Wissenschaftler haben in Troisdorf bei Bonn eine Steinwerkstatt der Neandertaler ausgegraben. Nach Darstellung der Forscher vom Mittwoch wird deutlich, wie Neandertaler Quader aus dem Gestein schlugen.

"Das war kein einfaches Zerschlagen des Gesteins, vielmehr gab es da bestimmte Abbaukonzepte. Das ist schon ein sehr strukturiertes Arbeiten, das der Neandertaler da betrieben hat", sagte Grabungsleiter Erich Claßen.
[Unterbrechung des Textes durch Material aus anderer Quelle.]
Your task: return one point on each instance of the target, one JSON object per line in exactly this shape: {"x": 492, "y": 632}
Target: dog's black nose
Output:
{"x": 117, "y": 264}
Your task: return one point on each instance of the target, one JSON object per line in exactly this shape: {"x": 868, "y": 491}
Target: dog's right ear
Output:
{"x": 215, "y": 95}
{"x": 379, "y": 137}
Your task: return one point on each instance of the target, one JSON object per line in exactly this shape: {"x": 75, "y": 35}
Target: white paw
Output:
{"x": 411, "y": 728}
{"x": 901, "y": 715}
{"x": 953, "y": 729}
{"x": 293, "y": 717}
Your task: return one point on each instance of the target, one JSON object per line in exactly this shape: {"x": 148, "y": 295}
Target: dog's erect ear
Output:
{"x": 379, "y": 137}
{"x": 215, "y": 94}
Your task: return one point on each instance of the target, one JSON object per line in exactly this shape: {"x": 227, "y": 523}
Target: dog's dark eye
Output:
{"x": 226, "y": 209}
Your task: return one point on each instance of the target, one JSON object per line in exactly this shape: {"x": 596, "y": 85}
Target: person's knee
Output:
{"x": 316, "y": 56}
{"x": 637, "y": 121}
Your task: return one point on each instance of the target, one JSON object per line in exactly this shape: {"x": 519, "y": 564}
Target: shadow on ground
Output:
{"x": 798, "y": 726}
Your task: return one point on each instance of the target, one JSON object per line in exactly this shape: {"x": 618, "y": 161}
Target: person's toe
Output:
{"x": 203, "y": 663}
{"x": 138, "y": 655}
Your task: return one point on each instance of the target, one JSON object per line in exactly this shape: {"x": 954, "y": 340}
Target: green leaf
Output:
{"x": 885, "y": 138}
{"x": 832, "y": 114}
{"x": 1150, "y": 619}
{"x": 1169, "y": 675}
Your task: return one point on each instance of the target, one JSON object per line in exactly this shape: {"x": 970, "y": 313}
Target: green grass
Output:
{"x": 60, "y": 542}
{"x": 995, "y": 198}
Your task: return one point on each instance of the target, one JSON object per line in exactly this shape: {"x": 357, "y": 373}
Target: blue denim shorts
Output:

Aus den Steinen hätten Neandertaler dann vermutlich in ihren Siedlungen Werkzeuge wie Faustkeile hergestellt.

Die Fundstelle ist schon seit 1912 bekannt, wurde aber nie genauer untersucht. "Wir haben in Spanien drei solcher Fundstellen, in Frankreich eine, und dann haben wir noch in Hessen drei solcher Fundstellen", sagte der zweite Grabungsleiter Andreas Pastoors vom Neandertal Museum in Mettmann.

Warum die Neandertaler ausgestorben sind, ist ungeklärt. In Europa trafen sie offenbar auf moderne Menschen. Vor 40.000 Jahren lebten beide zugleich in Europa. Gelegentlich hatten sie sogar Sex miteinander, wie jüngst Funde aus Rumänien belegten.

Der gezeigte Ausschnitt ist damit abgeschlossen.